İsrail'in 7 Ekim'den bu yana Gazze Şeridi'ne düzenlediği saldırılar sonucu zorla evlerinden çıkarılan binlerce Filistinli, her şeyi geride bırakarak güvenli bir yer arayışı içinde Gazze Şeridi'nin farklı bölgelerine yöneliyor.
Gazze kentinden güneydeki Refah'a tehcir edilenlerden 36 yaşındaki Rim es-Saka, AA muhabirine yaptığı açıklamada, Birleşmiş Milletler Filistinli Mültecilere Yardım ve Bayındırlık Ajansına (UNRWA) ait bir sığınma merkezinin avlusunda, ailesinin kurduğu çadırda hayatını sürdürmeye çalıştığını dile getirdi.
Yağışlı ve soğuk havaların yaşam koşullarını daha da zorlaştırdığını anlatan Saka, şöyle devam etti:
"Bizi yağmur çamurdan koruyacak ne bir çatımız ne de rüzgarı kesecek bir duvarımız var. Yağmur, maruz kaldığımız sıkıntıları daha da artırıyor. İki üç öteberimiz de kullanılmaz hale geldi. Kelimelerle ifade edilemeyecek derecede trajik şartlar altındayız. Gazze kentindeki Er-Rimal Mahallesi'nden zorla çıkarıldık, her türlü eziyete tanık olduk, şimdi de yağmur damlaları rahmetten gazaba dönüştü."
Su altında kalan çadırlar
Gazze Şeridi'nin güneyindeki Han Yunus'un batısında kalan El-Mevasi bölgesinde de Filistinliler, kış soğuğundan korunmak için sığındıkları çadırların yağmurla su altında kaldığını belirtti.
Kuzeyden göç eden Filistinli gençlerden Ekrem El-Gazali, bölgede naylon parçalarından kurduğu iptidaî çadırla maruz bırakıldığı zorlukları hafifletmeye çalışıyor.
Gazali, "Yağışlar nedeniyle sahip olduğumuz tüm örtü ve şilteler bir anda ıslandı. Bari bir kısmını koruyalım diye hızla hareket ettik ama olmadı." dedi.
İsrail saldırıları nedeniyle Cibaliya'daki evlerinden çıkmak zorunda kaldıklarını aktaran Gazali, "Evimizden çıkarken örtü, battaniye, yatak ne varsa bıraktık, birkaç parça elbise alabildik. Bugün de elimizdeki üç beş parça da yağmur suları altında kaldı. Saldırılar ne zaman sona erecek, maruz kaldığımız bu sıkıntılar ne zaman bitecek, evimize ne zaman döneceğiz bilmiyoruz. Tabii hala bir ev kaldıysa." şeklinde konuştu.

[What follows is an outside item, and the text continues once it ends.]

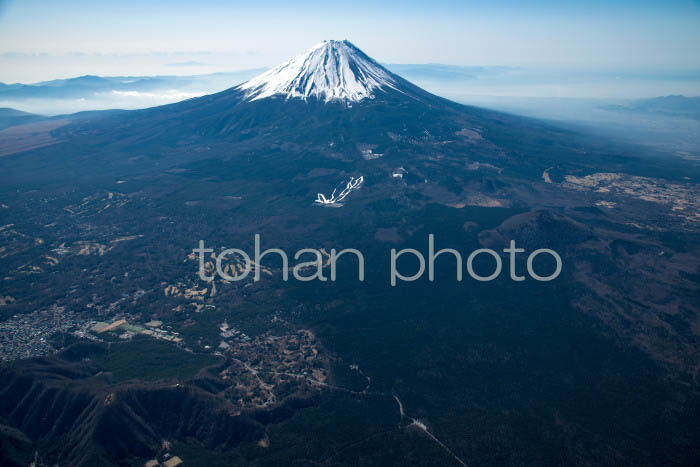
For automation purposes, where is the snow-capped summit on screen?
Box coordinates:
[237,41,398,102]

Şartlar, insanın takatini zorluyor
Bilal el-Hattu da ailesiyle Deyr el-Belah kentinin batısında inşaat halindeki bir evde yaşamaya çalışıyor.
Hattu, "Saldırıların en zor tarafı, bombalama, endişe, yağmur ve soğukla aynı anda mücadele etmek zorunda kalmamız. Bu insanın dayanma gücünü aşıyor." diye konuştu.
Sekiz kişilik ailesiyle ufak bir ateşin etrafında hem ısınmaya hem de bulabildikleri ne varsa pişirmeye çalıştıklarını aktaran Hattu, zorla yerlerinden edilen Filistinlilere dağıtılan gıda yardımları ve malzemelerinin kısıtlı miktarda olduğuna dikkati çekti.
Hattu, "Bazen kısıtlı miktarda yiyecekle açlığın üstesinden gelebiliyoruz. Ancak korku ve soğuk insanın kontrolü dışında gelişen duyular ve onları kontrol edemiyoruz." ifadesini kullandı.